Rate of ChangePartial DerivativesDirection of Maximum Change
Rate of Change
Understanding the rate of change is fundamental when dealing with functions. The rate of change refers to how much a function's output changes with a change in input. For functions of multiple variables, like our example function \( f(x, y) = \cos(3x + 2y) \), the rate of change at a given point is best described by the gradient vector.

The magnitude of this gradient vector tells us the maximum rate of change. This simply means it tells us how steeply the function's value increases or decreases at that point. To find this maximum rate of change, we first calculate the gradient, which involves finding the partial derivatives with respect to each variable.
  • The greater the magnitude of the gradient, the faster the values of the function are changing in that direction.
By evaluating this at the specific point \( \left(\frac{\pi}{6}, -\frac{\pi}{8}\right) \), we discover the rate at which our function is changing right there, revealing important insights into the behavior of the function around that location.
Partial Derivatives
Partial derivatives play a critical role in multivariable calculus. They measure the rate at which a function changes as we change one of the variables, while keeping the others constant.

For the function \( f(x, y) = \cos(3x + 2y) \), the partial derivative with respect to \( x \), \( \frac{\partial f}{\partial x} \), captures how the function changes as \( x \) varies, fixing \( y \). Similarly, \( \frac{\partial f}{\partial y} \) indicates how \( f \) changes with changes in \( y \), keeping \( x \) steady.
  • \( \frac{\partial f}{\partial x} = -3 \sin(3x + 2y) \)
  • \( \frac{\partial f}{\partial y} = -2 \sin(3x + 2y) \)
These derivatives are essential for building the gradient vector, which combines them into a single vector representing the direction and rate of greatest increase of the function.
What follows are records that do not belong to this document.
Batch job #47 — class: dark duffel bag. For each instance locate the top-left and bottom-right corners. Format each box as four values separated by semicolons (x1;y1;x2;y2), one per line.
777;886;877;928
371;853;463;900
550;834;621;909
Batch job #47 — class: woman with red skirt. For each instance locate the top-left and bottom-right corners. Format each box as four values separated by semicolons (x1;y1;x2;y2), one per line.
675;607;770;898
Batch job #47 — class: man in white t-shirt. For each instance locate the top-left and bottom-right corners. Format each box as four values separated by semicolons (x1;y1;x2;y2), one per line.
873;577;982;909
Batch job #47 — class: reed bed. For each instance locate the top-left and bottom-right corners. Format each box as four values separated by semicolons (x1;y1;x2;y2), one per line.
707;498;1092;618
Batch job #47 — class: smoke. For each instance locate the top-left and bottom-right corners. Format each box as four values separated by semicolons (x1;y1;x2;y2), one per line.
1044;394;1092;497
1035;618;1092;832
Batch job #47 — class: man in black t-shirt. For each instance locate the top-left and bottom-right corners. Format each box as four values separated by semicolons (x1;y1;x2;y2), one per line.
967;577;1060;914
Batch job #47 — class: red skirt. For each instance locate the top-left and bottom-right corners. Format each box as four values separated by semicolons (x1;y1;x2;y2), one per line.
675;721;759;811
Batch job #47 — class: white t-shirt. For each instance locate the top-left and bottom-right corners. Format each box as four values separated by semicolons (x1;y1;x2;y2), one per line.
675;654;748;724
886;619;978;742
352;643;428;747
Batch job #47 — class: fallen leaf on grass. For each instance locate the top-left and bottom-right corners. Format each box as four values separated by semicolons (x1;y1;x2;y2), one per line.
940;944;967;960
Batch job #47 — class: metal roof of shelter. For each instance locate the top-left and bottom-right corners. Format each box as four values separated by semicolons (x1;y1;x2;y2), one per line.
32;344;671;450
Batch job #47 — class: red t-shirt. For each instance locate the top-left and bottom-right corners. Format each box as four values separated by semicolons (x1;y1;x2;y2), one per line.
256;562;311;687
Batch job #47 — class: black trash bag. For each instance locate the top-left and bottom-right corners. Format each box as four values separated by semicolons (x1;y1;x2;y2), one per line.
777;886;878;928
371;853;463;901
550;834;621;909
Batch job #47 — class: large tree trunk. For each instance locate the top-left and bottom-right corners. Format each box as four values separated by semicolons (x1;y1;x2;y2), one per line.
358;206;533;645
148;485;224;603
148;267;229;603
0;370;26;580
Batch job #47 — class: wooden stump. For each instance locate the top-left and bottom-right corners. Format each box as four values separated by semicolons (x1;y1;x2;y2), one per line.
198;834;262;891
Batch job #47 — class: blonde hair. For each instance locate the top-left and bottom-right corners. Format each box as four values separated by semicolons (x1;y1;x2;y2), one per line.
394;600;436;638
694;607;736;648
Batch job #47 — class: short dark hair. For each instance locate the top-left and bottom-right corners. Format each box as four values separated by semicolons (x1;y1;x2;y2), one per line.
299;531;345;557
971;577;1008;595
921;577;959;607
Partial derivatives thus form the backbone of understanding how changes in individual variables impact the overall outcome of the function.
Direction of Maximum Change
When dealing with functions of multiple variables, knowing which direction to move in to achieve the maximum increase can be very important. The _direction of maximum change_ is determined by the gradient of the function.

The gradient vector \( abla f \) points in the direction where the function increases most quickly. In our problem, the gradient \( \left(-\frac{3\sqrt{2}}{2}, -\sqrt{2}\right) \) tells us where, at the point \( \left(\frac{\pi}{6}, -\frac{\pi}{8}\right) \), the function's value changes fastest.
  • The unit vector in the direction of the gradient gives us a normalized direction vector, effectively standardizing the direction while removing the scale.
  • This direction is found by dividing each component of the gradient by its magnitude, resulting in a clear path of fastest ascent.
This concept is crucial, especially in optimization problems, where one might seek a maximum increase in a system dependent on multiple inputs.